Um número anômalo de estranhos opina sobre a educação
brasileira. Querem ensinar para controlar, dominar e tolher o educador em sua
missão libertadora
Já passou o tempo em que havia no Brasil uma categoria de
pensadores definidos como educadores. Eles se preocupavam com os objetivos da
educação no marco das funções sociais que ela deve ter. Preocupavam-se também
com as técnicas e métodos de ensino, com os aspectos propriamente pedagógicos
da tarefa educativa.
Essas preocupações começaram mais ou menos pela época do
nascimento da República e resultavam de uma visão social da missão do educador,
a de formar o cidadão de um país que acabara de sair da escravidão e da
monarquia, o país dominado por uma visão retrógrada do mundo.

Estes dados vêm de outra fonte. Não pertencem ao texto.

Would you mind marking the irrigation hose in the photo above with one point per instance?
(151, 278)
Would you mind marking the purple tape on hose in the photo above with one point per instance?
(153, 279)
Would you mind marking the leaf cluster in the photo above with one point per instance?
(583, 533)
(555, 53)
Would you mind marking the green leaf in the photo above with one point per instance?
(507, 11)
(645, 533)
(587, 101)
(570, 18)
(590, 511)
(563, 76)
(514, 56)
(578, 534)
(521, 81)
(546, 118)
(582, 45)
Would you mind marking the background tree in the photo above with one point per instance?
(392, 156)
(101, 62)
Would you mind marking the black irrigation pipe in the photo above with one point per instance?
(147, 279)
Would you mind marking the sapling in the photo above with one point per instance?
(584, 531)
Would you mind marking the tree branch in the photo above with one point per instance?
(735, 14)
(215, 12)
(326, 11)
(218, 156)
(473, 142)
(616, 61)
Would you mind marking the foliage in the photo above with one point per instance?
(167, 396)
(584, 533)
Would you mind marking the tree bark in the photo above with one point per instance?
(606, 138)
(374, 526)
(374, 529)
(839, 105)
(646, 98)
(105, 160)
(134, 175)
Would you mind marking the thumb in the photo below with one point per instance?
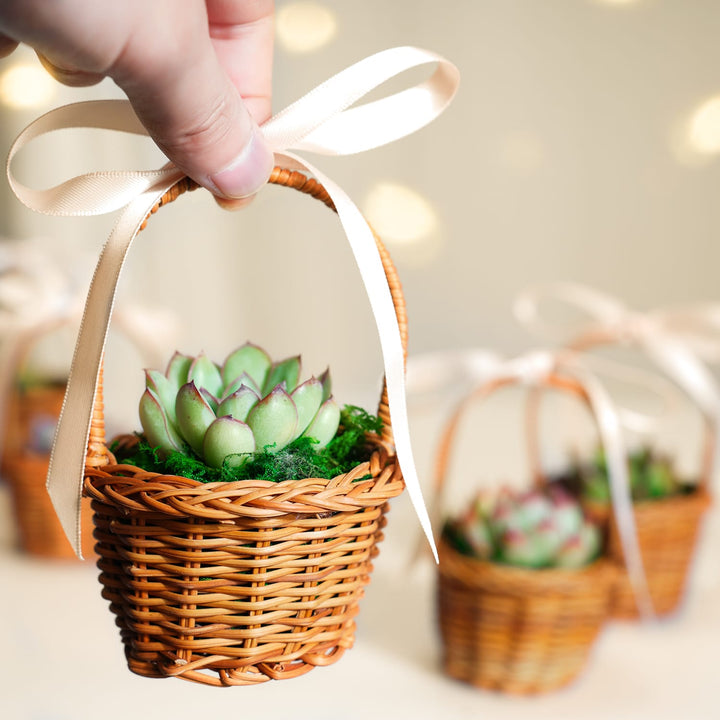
(195, 114)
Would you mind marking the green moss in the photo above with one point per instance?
(300, 459)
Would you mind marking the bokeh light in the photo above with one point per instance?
(26, 85)
(303, 27)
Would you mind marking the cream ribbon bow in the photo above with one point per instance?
(674, 339)
(323, 122)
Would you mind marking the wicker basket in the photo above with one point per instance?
(241, 582)
(667, 532)
(667, 528)
(517, 630)
(33, 411)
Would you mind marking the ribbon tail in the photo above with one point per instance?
(612, 441)
(67, 461)
(372, 272)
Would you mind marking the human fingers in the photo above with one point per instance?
(165, 62)
(190, 106)
(242, 34)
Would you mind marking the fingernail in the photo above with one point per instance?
(250, 170)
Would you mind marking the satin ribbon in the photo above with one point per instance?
(673, 339)
(37, 299)
(532, 370)
(322, 121)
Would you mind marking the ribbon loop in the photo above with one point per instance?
(321, 122)
(670, 342)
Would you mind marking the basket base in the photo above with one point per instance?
(237, 583)
(667, 532)
(515, 630)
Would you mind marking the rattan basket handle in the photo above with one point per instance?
(554, 380)
(606, 336)
(97, 452)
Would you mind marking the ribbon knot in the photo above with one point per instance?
(322, 121)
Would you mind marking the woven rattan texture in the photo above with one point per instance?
(239, 583)
(667, 533)
(515, 630)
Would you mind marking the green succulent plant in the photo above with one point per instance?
(534, 529)
(224, 414)
(651, 476)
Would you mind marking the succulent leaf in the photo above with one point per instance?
(205, 374)
(228, 439)
(158, 431)
(326, 383)
(249, 359)
(239, 404)
(286, 371)
(194, 415)
(307, 398)
(273, 420)
(163, 390)
(238, 382)
(177, 370)
(325, 423)
(211, 400)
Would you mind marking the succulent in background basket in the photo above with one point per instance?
(233, 421)
(536, 529)
(651, 475)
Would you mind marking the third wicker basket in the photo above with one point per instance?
(521, 631)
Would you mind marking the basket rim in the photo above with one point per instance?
(139, 491)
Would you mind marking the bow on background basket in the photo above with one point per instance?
(668, 510)
(523, 590)
(234, 583)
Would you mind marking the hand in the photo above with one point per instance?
(198, 74)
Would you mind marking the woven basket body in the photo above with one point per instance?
(667, 532)
(33, 412)
(667, 528)
(239, 583)
(516, 630)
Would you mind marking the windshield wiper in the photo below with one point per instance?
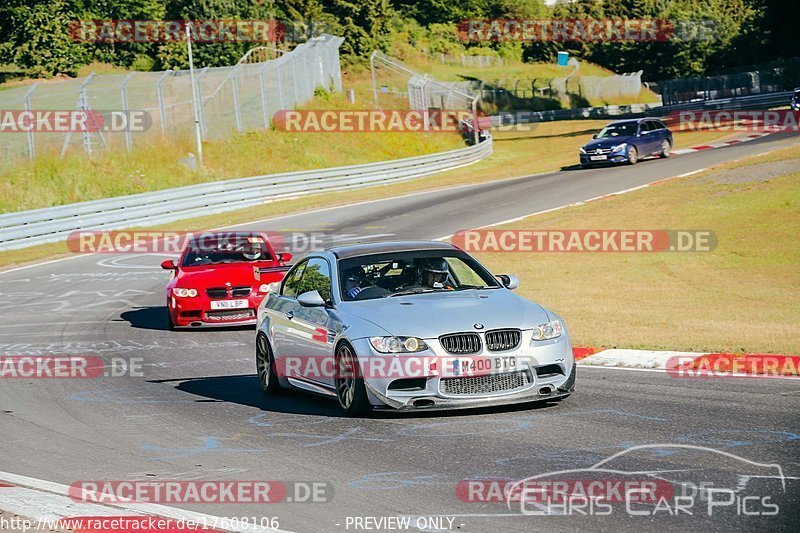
(409, 291)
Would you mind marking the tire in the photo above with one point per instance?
(350, 389)
(666, 148)
(633, 155)
(265, 367)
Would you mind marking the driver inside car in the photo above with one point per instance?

Uma sociedade que, mesmo após a abolição da escravatura,
continuou a desvalorizar o trabalho e a pessoa do trabalhador. Sendo os
destinatários da educação filhos de pessoas juridicamente livres, mas
socialmente coisificadas.
Educar as novas gerações numa sociedade
assim põe o educador em face de alunos que não nascem para a liberdade, mas
para a alienação das formas disfarçadas de minimização do trabalho e do
trabalhador. Não nascem para o futuro, mas para o passado que persiste e
subjuga.
Nascem para repetir o que já são, e não para ser
ressocializadas nos marcos de referência de uma sociedade que pode e precisa se
transformar no processo de superação de suas contradições e irracionalidades.
Para se desenvolver econômica e socialmente e ampliar as bases do bem comum.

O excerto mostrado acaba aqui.